Searching for 'Jerry Yang' at Yahoo!, the popular directory to the World-Wide Web co-founded three years ago by the 29-year-old Chinese-American returns only seven Web sites.
That is ironic - Yahoo! (www. yahoo.com) lists about a million Web sites, all picked and sorted into one of 200,000 categories by a Yahoo! employee with the weirdly athletic-sounding job title, 'surfer'.
But then, Mr Yang's business card proudly lists him as 'Chief Yahoo'.
Like his 25-year-old counterpart at Netscape, Mark Andreessen, Mr Yang is his company's designated evangelist and public persona, chosen because he resonates with Silicon Valley culture, which lionises and rewards smart 20-something engineers with an original idea like Mr Yang.
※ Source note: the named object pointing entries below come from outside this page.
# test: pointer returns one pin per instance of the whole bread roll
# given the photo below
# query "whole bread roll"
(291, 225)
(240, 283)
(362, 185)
The cliche goes that all the coolest computer firms in Silicon Valley are founded in a garage. Three years ago, Mr Yang helped create Yahoo! while in a trailer on the campus of Stanford University.
Ostensibly working towards a PhD in computer science, Mr Yang was spending most of his time golfing, watching sumo wrestling, and creating a list of favourite Web sites with his buddy and fellow graduate student, David Filo.
Mr Yang jokes that he was so indolent that if he had not left to found Yahoo!, he would 'probably still be there' in the trailer.